Property in Baraboo will also be demolished due to grant
Stoughton cashing in on demolition grants

Federal grant money totaling $1 million is making its way to Wisconsin.

The cash will pay for blight demolitions across the state, including a pair of properties in Stoughton.

The city of Stoughton pulled together a redevelopment authority about five years ago. Since then, the group has been gathering grant money to tear down older buildings that are past their prime.

The group said the desired end result is for new housing or businesses to revive those areas.

However, with budgets still tight for municipalities, Stoughton’s finance director Laurie Sullivan said the city needs the financial help.

“Without it, those properties would sit there for years and years,” Sullivan said.

Stoughton Mayor Donna Olson added, “What’s changed now is that there aren’t as many of those grants available. It’s harder and harder to do that.”

The Department of Financial Institutions and the Department of Justice awarded about $1 million to demolition projects across the state. The money went through the Wisconsin Housing and Economic Development Authority and will reimburse demolition bills for 10 cities. That includes a property in Baraboo and a house in Monroe, as well. Half of the $1 million pot went to Milwaukee, where almost 40 units will be demolished.

“By removing these blighted properties, we’re alleviating many of those issues and creating an opportunity for communities to come back, especially to come back from the vacancy and abandonment that’s resulted from the foreclosure crisis,” Geoffrey Cooper with WHEDA said.

Stoughton picked up about $45,000 of that money to take down two homes that Sullivan said are no longer living up to their full potential.

“They’re getting their share of the services, but the tax values are really low,” Sullivan said.

One house sits behind the downtown library on Jefferson Street. The library’s board wants to expand into that space but doesn’t have the funding to do that yet.

The city is still in negotiations for another house on Prairie Street. Stoughton officials used grant money to clean up the gas station just around the corner and hope acquiring that piece of land will make the property more marketable to residential or commercial developers.

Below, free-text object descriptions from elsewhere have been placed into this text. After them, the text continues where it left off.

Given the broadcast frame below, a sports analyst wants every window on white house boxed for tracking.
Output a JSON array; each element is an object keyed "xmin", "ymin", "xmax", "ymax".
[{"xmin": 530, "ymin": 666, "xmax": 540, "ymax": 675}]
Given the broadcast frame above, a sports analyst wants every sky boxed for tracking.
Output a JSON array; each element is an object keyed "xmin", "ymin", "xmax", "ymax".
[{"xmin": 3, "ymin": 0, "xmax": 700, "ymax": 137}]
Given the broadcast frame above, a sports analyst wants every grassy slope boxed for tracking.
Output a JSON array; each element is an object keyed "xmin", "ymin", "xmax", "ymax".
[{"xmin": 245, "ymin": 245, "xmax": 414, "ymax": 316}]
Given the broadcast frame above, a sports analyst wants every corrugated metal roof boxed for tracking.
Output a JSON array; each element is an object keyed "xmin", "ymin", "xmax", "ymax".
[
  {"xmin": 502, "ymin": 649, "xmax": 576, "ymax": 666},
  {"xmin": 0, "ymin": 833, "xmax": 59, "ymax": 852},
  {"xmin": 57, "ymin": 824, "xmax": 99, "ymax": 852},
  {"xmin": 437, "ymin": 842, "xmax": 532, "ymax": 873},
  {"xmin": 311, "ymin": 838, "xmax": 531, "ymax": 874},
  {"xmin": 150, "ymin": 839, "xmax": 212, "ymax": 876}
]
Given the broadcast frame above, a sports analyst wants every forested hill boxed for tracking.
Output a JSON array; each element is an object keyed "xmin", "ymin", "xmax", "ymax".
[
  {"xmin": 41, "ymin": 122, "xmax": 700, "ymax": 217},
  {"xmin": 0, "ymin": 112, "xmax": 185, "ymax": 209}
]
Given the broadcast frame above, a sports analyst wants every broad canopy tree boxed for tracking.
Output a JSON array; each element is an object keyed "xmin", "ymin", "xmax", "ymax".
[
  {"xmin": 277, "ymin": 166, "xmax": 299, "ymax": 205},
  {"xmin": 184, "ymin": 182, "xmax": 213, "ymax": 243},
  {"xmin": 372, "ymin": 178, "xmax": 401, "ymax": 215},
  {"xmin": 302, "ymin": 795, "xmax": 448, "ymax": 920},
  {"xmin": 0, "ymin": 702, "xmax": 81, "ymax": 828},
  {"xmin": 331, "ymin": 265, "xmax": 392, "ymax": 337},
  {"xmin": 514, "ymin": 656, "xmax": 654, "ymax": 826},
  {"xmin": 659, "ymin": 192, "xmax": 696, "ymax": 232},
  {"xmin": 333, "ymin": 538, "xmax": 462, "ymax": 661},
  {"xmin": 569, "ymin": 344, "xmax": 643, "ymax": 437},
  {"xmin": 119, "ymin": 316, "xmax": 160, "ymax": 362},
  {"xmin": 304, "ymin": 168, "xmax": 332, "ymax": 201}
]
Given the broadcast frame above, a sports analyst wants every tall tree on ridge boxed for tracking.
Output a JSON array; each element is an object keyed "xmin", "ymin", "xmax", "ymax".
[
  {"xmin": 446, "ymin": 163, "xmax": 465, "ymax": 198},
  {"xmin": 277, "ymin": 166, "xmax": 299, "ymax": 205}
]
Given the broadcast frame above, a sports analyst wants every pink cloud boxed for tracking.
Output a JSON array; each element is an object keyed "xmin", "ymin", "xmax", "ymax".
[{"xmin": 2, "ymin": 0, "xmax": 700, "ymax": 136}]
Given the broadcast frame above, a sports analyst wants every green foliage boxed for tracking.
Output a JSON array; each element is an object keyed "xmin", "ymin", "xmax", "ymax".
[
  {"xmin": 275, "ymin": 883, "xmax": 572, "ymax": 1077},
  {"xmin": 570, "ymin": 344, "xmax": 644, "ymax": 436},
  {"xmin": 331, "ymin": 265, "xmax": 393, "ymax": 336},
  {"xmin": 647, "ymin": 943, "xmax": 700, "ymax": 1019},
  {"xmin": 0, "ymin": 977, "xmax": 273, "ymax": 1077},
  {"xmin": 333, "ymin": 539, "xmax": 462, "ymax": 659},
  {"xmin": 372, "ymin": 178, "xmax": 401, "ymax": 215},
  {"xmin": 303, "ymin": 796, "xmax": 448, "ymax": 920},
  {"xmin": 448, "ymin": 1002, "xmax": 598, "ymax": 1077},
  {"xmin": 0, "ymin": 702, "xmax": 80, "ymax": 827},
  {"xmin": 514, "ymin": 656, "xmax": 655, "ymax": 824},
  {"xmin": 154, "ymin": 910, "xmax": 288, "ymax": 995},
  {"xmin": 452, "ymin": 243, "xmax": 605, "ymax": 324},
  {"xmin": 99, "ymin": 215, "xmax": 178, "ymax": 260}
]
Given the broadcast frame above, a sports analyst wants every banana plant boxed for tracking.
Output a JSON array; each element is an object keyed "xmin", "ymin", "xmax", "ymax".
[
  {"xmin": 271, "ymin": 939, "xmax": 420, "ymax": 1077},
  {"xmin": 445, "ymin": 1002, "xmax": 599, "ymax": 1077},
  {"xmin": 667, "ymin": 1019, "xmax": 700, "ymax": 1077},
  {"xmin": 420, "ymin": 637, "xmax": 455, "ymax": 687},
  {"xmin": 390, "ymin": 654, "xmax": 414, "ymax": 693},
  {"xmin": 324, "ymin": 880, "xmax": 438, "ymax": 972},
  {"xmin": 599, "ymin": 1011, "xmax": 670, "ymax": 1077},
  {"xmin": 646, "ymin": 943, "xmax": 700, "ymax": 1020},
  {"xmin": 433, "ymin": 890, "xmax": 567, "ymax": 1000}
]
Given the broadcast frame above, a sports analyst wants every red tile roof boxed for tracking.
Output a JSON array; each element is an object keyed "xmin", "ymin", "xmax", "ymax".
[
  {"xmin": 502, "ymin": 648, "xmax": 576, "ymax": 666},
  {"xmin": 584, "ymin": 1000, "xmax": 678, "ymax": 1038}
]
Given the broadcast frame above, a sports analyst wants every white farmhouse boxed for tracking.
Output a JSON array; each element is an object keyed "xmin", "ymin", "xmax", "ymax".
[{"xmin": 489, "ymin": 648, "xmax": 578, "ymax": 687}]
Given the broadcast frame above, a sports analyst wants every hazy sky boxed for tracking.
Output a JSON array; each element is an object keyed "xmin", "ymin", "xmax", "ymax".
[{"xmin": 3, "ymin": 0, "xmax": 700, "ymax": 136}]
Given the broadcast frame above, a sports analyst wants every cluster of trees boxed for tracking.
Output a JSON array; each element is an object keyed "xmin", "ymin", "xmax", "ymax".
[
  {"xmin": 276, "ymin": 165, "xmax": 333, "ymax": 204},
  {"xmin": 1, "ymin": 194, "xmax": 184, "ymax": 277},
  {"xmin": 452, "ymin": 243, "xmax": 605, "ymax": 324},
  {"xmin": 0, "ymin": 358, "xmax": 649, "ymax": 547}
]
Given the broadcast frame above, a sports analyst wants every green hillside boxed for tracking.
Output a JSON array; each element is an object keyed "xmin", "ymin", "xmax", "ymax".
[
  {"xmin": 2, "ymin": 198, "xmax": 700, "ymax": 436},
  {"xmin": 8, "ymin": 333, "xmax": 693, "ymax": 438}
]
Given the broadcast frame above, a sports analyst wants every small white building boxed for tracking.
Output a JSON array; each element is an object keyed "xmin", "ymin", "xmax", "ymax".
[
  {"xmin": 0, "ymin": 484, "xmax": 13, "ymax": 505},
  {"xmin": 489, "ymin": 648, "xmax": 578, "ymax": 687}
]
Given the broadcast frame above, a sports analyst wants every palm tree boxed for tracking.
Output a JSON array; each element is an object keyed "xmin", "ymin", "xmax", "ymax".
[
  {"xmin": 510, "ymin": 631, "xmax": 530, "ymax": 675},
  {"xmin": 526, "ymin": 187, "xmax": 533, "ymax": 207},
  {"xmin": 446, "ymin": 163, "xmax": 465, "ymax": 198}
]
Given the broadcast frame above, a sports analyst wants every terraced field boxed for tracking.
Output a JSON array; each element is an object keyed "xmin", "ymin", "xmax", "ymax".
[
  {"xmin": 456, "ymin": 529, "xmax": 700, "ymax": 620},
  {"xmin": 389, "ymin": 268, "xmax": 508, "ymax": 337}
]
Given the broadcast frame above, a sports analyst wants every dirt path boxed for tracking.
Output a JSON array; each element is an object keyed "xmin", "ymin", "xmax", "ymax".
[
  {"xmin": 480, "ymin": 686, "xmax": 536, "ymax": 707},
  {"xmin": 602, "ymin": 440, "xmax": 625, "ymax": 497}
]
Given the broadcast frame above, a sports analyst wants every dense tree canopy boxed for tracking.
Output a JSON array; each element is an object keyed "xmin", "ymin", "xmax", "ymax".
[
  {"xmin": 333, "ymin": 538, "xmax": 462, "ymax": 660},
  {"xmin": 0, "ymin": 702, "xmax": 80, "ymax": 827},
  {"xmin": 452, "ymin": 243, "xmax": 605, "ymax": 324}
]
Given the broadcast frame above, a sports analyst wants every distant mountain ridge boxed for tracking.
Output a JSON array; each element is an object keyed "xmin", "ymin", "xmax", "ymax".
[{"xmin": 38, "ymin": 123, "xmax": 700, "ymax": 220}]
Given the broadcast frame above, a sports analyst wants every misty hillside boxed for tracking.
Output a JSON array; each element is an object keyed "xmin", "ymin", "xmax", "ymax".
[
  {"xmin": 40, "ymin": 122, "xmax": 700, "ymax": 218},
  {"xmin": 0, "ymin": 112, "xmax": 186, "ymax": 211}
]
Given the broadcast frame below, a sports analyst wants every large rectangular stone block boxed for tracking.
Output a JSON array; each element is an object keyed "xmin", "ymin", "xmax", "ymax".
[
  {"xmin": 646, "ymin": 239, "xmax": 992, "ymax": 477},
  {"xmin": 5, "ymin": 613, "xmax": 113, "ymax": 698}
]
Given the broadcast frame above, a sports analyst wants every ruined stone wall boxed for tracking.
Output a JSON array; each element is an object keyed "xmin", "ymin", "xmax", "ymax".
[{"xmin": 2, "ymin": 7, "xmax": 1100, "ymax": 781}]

“If we can improve those values, improve the accessibility to the area, improve the outlook of the area, more people want to live there, more people want to improve the housing that is next to those properties. So it’s a win-win situation for everyone,” Sullivan said.

Once the houses on the two properties are demolished, they will remain green space for a while before developers buy up the land and rebuild.

Stoughton’s future redevelopment goals come with a bigger price tag. The $45,000 in grant money will cover the demolition of two homes, but a large industrial warehouse close to downtown will take a few hundred thousand dollars to tear down. The mayor said she hopes with the help of more grants in years to come, the city can open more space to new business and new neighbors.

“This is what cities need to be able to take steps to clean up some of the older areas in the community,” Olson said.